The national research institute asks the state mental health authority in each state to provide information on all the funds used for its public mental health provider system, including state psychiatric hospitals and community providers. If another state agency uses Medicaid funds to pay for services directly and doesn’t work with the state mental health authority, then the state mental health authority will not have that data, Lutterman said.
However, it is difficult to compare Florida with other states because it administers its Medicaid program differently than most states.
We rate this claim Mostly True.
Moving on to South Florida, there was a big Zika scare there not too long ago. That's the disease spread by mosquitoes that can cause babies to be born with abnormally small heads.
"We were the first community in the world - let me repeat that - the first community and I believe the only community in the world to break the cycle of local transmission of the Zika virus," Miami-Dade Mayor Carlos Gimenez said during his State of the County speech Jan. 18.
In July, the first local Zika cases were reported in Miami-Dade County. Over the next few months, the state declared four local Zika transmission zones.
The state lifted the first zone, in Wynwood -- a trendy area near downtown Miami -- Sept. 19. That was the first community in the world to break local transmission, CDC spokesman Benjamin Haynes said.
The state lifted the last of the four zones, in part of South Beach, on Dec. 9. But officials didn’t declare Zika entirely kicked to the curb forever; Miami-Dade remained a "cautionary area" according to the CDC. Officials warned that isolated cases could continue to appear -- the most recent one was Dec. 15.
Let’s look at how Miami-Dade compared with some other areas in curbing Zika.

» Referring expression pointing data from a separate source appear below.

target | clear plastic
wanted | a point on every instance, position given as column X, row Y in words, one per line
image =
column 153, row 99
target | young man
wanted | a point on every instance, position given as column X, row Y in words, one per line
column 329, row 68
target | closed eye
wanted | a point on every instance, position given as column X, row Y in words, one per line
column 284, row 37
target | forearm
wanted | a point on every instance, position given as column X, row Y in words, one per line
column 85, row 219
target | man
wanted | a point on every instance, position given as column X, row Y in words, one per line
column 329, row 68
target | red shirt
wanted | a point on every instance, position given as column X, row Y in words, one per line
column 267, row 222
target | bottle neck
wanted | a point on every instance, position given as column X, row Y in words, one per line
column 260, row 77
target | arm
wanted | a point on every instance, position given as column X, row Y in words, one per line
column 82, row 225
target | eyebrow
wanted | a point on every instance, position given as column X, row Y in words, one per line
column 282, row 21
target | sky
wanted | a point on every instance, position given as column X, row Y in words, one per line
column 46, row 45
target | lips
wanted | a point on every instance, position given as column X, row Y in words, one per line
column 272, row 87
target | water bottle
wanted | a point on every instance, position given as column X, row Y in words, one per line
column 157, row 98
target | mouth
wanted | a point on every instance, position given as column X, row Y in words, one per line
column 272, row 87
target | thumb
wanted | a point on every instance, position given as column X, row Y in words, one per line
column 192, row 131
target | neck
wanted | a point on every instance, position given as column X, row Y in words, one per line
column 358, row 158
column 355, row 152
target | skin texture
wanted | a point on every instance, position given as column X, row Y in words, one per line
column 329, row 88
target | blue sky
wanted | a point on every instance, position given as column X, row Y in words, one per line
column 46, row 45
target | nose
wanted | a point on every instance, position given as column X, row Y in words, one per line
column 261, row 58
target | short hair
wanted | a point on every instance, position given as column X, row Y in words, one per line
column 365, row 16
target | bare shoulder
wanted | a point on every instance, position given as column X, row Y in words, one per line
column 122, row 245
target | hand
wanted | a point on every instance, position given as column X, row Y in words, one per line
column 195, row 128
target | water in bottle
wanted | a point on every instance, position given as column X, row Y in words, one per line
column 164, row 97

In addition to Miami-Dade, only one other area in the United States had local Zika cases: Brownsville, Texas. Miami-Dade reported 257 cases of local transmission, while Brownsville reported six. The Texas Department of Health never declared a local transmission zone in Brownsville, but the CDC called it a "cautionary area."
It’s difficult to compare Miami-Dade to other places where the Zika virus has been far more widespread. Brazil has had more than 128,000 cases and continues to battle Zika. Local transmission continues in Puerto Rico, which had more than 100 new cases this month and more than 37,000 since 2015. In Singapore, the government designated "Zika clusters" and announced that it had no more Dec. 15 after its last new case was reported Dec. 10.
However, the "only place it really stopped is in Florida," said Daniel Epstein, a spokesman for the Pan American Health Organization.
There were other areas in the world where Zika dropped off before it hit Miami-Dade. For example, the outbreak in French Polynesia affected an estimated 28,000 people and lasted until 2014, said Monika Gehner, a WHO spokeswoman.
There are some caveats about Gimenez’s claim, including that only one other county in the United States had local cases, and a far smaller number. Some other places took a far greater hit from Zika than Florida did.
Experts caution that Zika cases could return to South Florida, a point Gimenez also acknowledged in his speech.
We rate this claim Mostly True.
UPDATE: This is an update dated Jan. 27 from the Florida Department of Health:
There are three locally acquired cases being reported today. Two are cases that had samples collected in October as part of our ongoing investigation and the department just received confirmatory testing back from CDC. The third case reported no symptoms but blood samples collected Dec. 21 showed evidence of a current infection. Two are Miami-Dade County residents and the third is an out of state resident. Florida still does not have any identified areas with ongoing, active Zika transmission.